Meals, of course, are bastions of humming. A gentle boil is a circular hum, don't you agree? And why are you whistling?

Friday, January 13, 2012

Scansion. Does a poem need an outside force to perform scansion on itself?

Internal scansion? Yes, not internal combustion. Although when a poem implodes, there is an organic rhythm heard.

Regarding fruits and vegetables, the ripe always performs self-scansion. How else could we be privy to its essence.

Wednesday, January 11, 2012

Slack. Does most poetry today suffer from being too unstressed?

Slack and unstressed? Or strident & rant-ish? Perhaps, one might consider a fence. What is one side might not be on the other.

Slack food? Mild tastes & casual appearances. Minimal heat. My eyes are tasting quiet, miniature peppers with only the stress of bold color: yellow, red, and orange.

Tuesday, January 10, 2012

Molossus. When was the last time someone said this poem would benefit from molossus.

(Editor's note: in no way connected to mollusks.) The larger question: which poems benefit from a classically long start? Or a slow finish?

So similar to a meal, isn't it? Should desert linger or ping & bite as in citrus sorbet? How much hinges on what came before.

Monday, January 9, 2012

Morpheme. Does every poem contain at least one morpheme?

Nonsense, you say. But don't say uncle.

In cooking, it's olive oil heating up and ready for what comes next. Olive oil is never unwanted.

Saturday, January 7, 2012

Aubade. Can an aubade by recited in the evening?

Poetry is all about timing, especially the delivery of. Is there such a thing as "proper time." What happens when a lover's duet written for dawn, is read in the evening?

Is this similar to eating pizza for breakfast. If so, I'm all for it. Have a discernible track record.

Friday, January 6, 2012

Kymograph. What measures the acoustic qualities in a poem?

Now that the kymograph is obsolete are we left to our ears -- individual and collective? Sound can be silent but is it ever singular? What do decibels of sound reveal?

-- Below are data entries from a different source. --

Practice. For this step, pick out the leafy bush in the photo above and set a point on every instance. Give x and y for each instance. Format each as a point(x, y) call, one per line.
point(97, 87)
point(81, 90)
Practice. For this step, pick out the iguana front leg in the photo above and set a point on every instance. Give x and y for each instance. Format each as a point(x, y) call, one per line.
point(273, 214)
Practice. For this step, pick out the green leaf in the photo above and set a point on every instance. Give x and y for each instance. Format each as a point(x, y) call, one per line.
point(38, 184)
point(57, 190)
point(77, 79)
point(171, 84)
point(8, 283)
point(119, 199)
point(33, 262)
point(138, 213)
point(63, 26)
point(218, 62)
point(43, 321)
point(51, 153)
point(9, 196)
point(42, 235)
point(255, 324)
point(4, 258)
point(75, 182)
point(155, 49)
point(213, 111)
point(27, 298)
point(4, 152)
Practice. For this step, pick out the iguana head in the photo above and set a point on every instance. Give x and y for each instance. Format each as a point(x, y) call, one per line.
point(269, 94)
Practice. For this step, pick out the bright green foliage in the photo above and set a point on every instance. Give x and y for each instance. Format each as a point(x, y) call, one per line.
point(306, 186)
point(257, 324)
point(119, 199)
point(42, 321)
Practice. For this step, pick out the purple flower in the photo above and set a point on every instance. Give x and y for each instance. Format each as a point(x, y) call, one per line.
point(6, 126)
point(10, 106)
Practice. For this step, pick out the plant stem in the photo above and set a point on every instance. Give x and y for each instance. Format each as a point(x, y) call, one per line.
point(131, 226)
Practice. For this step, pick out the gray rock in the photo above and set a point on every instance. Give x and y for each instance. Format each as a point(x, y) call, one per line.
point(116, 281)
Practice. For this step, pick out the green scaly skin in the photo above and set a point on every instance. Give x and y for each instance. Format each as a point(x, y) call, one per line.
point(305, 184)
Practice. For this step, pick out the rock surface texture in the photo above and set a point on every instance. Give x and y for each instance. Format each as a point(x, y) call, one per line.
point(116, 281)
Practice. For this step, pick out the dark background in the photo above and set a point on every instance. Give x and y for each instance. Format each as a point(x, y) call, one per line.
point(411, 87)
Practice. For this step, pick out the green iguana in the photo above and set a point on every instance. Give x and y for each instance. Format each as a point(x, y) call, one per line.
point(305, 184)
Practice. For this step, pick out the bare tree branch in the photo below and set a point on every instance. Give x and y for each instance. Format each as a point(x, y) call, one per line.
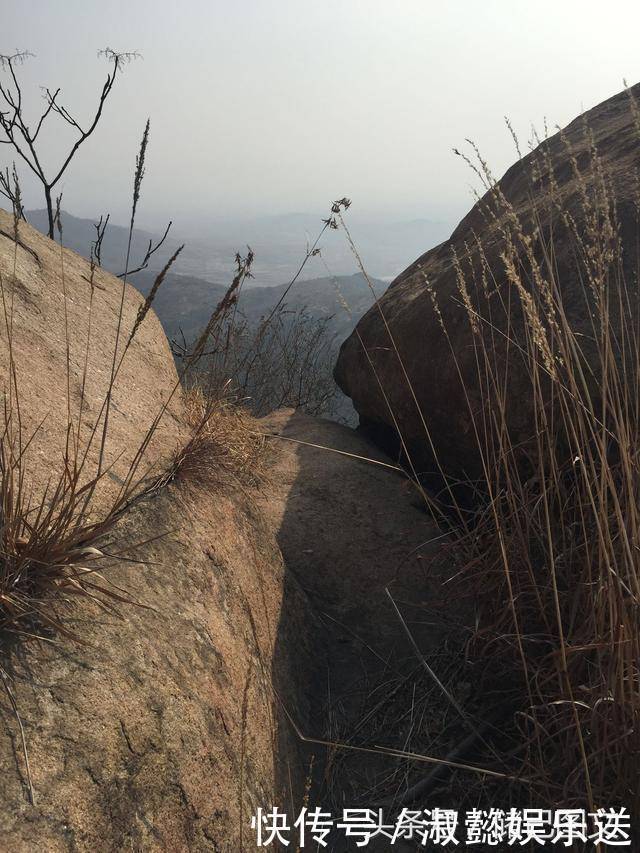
point(18, 134)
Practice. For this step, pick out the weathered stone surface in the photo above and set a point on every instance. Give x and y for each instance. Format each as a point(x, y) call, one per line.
point(160, 729)
point(443, 370)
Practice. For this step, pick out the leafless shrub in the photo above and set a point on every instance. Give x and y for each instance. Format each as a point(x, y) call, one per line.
point(18, 133)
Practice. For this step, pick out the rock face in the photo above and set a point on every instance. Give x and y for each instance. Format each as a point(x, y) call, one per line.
point(160, 729)
point(442, 370)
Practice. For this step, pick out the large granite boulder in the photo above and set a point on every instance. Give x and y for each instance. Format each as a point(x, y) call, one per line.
point(407, 375)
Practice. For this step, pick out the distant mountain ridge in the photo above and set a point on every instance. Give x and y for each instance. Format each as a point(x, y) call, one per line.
point(184, 303)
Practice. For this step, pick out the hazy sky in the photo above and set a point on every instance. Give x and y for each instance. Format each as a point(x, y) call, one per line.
point(262, 106)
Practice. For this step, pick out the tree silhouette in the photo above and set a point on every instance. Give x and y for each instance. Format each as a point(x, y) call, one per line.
point(23, 139)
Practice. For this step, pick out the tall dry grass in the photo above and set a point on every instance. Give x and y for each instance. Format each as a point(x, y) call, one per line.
point(551, 556)
point(554, 553)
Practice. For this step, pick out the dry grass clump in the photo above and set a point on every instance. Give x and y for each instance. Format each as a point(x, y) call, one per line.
point(226, 444)
point(554, 555)
point(51, 550)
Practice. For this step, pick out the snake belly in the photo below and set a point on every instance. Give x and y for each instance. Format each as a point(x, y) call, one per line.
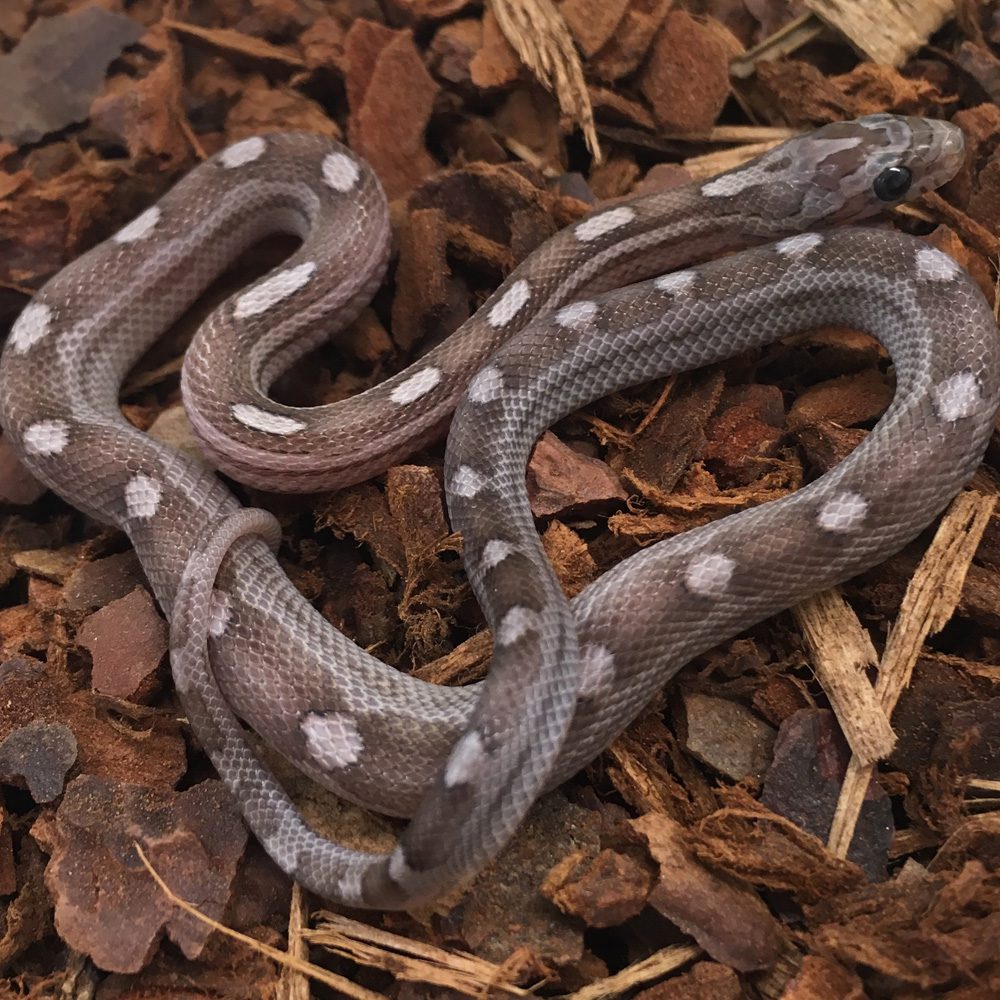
point(466, 764)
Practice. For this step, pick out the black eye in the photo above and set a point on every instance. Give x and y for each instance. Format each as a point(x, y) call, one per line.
point(892, 183)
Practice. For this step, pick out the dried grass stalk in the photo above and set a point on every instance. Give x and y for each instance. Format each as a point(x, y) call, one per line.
point(540, 37)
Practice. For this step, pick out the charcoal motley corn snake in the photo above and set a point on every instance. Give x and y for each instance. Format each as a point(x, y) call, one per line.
point(466, 764)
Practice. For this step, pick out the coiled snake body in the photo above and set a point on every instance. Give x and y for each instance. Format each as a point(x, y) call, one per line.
point(561, 331)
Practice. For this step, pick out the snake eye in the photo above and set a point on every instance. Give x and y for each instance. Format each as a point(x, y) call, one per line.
point(892, 183)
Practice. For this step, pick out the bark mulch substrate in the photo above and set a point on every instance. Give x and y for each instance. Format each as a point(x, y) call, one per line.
point(737, 841)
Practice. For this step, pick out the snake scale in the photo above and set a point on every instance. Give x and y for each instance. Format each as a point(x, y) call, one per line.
point(598, 307)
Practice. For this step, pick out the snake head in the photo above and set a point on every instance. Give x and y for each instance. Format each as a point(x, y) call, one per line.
point(847, 171)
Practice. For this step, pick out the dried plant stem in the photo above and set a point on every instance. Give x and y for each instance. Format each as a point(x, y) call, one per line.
point(929, 602)
point(539, 35)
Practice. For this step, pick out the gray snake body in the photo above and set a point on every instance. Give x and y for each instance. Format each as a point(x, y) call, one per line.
point(560, 332)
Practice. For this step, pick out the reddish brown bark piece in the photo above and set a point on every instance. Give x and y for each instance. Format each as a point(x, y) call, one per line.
point(570, 557)
point(603, 892)
point(925, 932)
point(686, 78)
point(58, 68)
point(675, 437)
point(42, 753)
point(821, 979)
point(425, 293)
point(729, 922)
point(125, 669)
point(561, 481)
point(704, 981)
point(146, 115)
point(593, 22)
point(751, 843)
point(433, 587)
point(33, 693)
point(634, 33)
point(846, 401)
point(99, 582)
point(107, 905)
point(495, 64)
point(748, 430)
point(391, 95)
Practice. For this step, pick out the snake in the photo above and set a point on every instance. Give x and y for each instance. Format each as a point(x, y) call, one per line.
point(608, 302)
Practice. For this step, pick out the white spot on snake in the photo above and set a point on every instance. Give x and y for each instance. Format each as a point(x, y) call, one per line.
point(332, 739)
point(273, 290)
point(515, 624)
point(340, 172)
point(142, 496)
point(510, 303)
point(31, 326)
point(219, 612)
point(466, 760)
point(399, 870)
point(495, 551)
point(799, 244)
point(576, 315)
point(140, 227)
point(933, 265)
point(417, 385)
point(466, 482)
point(830, 147)
point(677, 282)
point(349, 888)
point(597, 669)
point(261, 420)
point(708, 574)
point(486, 386)
point(47, 437)
point(607, 222)
point(243, 152)
point(843, 512)
point(957, 396)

Look to the meal. In the kitchen, the crispness of carrot & celery. Various salad greens ripped into smallish and uneven pieces. The name snap peas says it all, doesn't it. The kitchen is a laboratory of sound. And smells. So you ask, what measures the smells in a poem?

Monday, January 2, 2012

Anacrusis. Does a poem always have a lead-in syllable?

Yes, though sometimes unarticulated. Specifically, the breath before the first word spoken aloud or silent. Sometimes, the collective breath of an audience after the final word.

And of food. The lingering moment before the hand grasps the knife. Reaches for the spoon to stir soup. And all during, the cook's breath.